A jungle of flat cables sprouted from metal boxes and a transformer resting on the ground nearby. He stared at the opening, the bright lights burning on the other side.

“It’s a new chamber, Minister,” the curator said. “Not known before.”

“And the anomaly?”

“It’s inside, waiting for you.”

A shadow danced along the interior walls.

“He’s been there all day,” the director said. “Per your order. Working.”

“Undisturbed?”

“As you requested.”

SEVEN

ANTWERP

NI STUDIED PAU WEN, IRRITATED WITH HIMSELF FOR HAVING underestimated this cagey man.

“Look around,” Pau said. “Here is evidence of Chinese greatness dating back 6,000 years. While Western civilization had barely begun, China was casting iron, fighting wars with crossbows, and mapping its land.”

His patience had drained. “What is the point of this discussion?”

“Do you realize that China was more advanced agriculturally in the 4th century BCE than Europe was in the 18th century? Our ancestors understood row cultivation, why hoeing of weeds was necessary, the seed drill, the iron plow, and the efficient use of the harness centuries before any other culture on the planet. We were so far ahead that no comparison can even be made. Tell me, Minister. What happened? Why are we not still in that superior position?”

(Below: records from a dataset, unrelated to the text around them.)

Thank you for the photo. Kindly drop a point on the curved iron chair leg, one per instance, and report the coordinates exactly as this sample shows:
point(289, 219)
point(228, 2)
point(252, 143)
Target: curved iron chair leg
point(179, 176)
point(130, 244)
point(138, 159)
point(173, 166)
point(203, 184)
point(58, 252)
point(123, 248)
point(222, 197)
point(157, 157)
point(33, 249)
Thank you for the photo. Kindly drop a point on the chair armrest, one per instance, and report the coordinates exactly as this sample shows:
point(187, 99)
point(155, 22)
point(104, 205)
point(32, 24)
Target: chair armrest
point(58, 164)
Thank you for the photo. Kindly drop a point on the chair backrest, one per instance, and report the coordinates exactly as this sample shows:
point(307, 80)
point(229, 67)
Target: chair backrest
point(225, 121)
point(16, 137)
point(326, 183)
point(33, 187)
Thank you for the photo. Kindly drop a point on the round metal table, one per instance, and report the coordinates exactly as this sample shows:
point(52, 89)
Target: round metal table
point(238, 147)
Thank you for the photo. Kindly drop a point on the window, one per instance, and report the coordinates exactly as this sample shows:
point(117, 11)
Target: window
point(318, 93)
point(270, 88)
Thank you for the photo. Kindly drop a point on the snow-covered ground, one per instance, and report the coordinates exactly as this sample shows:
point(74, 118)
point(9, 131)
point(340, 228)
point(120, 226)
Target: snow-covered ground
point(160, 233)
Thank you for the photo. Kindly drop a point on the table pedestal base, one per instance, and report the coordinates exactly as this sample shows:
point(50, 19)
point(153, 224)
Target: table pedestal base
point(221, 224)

The answer was obvious—which Pau obviously realized—but Ni would not speak seditious words, wondering if the room, or his host, could be wired.

“A British scholar studied this phenomenon decades ago,” Pau said, “and concluded that more than half of the basic inventions and discoveries upon which the modern world is based came from China. But who knew this? The Chinese themselves are ignorant. There’s a story, recorded in history, that when the Chinese were first shown a mechanical clock by Jesuit missionaries in the 17th century they were awestruck, not knowing that it was their own ancestors who had invented it a thousand years before.”

“All of this is irrelevant,” he made clear, playing to any audience that might be listening.

Pau pointed to a redwood desk against a far wall. Items needed for calligraphy—ink, stone, brushes, and paper—were neatly arranged around a laptop computer.

They walked over.

Pau tapped the keyboard and the screen sprang to life.

The man stood straight. He appeared to be in his thirties, his features more Mongolian than Chinese, black hair wrapped in a loose coiffure. He wore a broad-sleeved white jacket trimmed at the collar with pale green. Three other men, dressed in black trousers and long gray garments under short indigo jackets, surrounded him.

The man shed his robe.

He was naked, his pale body muscular. Two of the attendants began to tightly wrap his abdomen and upper thighs with white bandages. With their binding complete, the man stood as a third attendant washed his exposed penis and scrotum.

The cleansing was repeated three times.

The man sat in a semi-reclining position on a chair, his legs spread wide and held firmly in place by the two attendants. The third participant stepped to a lacquered table and lifted from a tray a curved knife with a cracked bone handle.

He approached the man on the chair and asked in a clear, commanding voice, “Hou huei pu hou huei?”

The man remained poised as he considered the question—will you regret it or not?—and shook his head no, without the slightest show of fear or uncertainty.

The attendant nodded. Then, with two quick swipes of the knife, he removed the man’s scrotum and penis, cutting close to the body, leaving nothing exposed.

Not a sound was made.

The two attendants held the man’s shaking legs steady.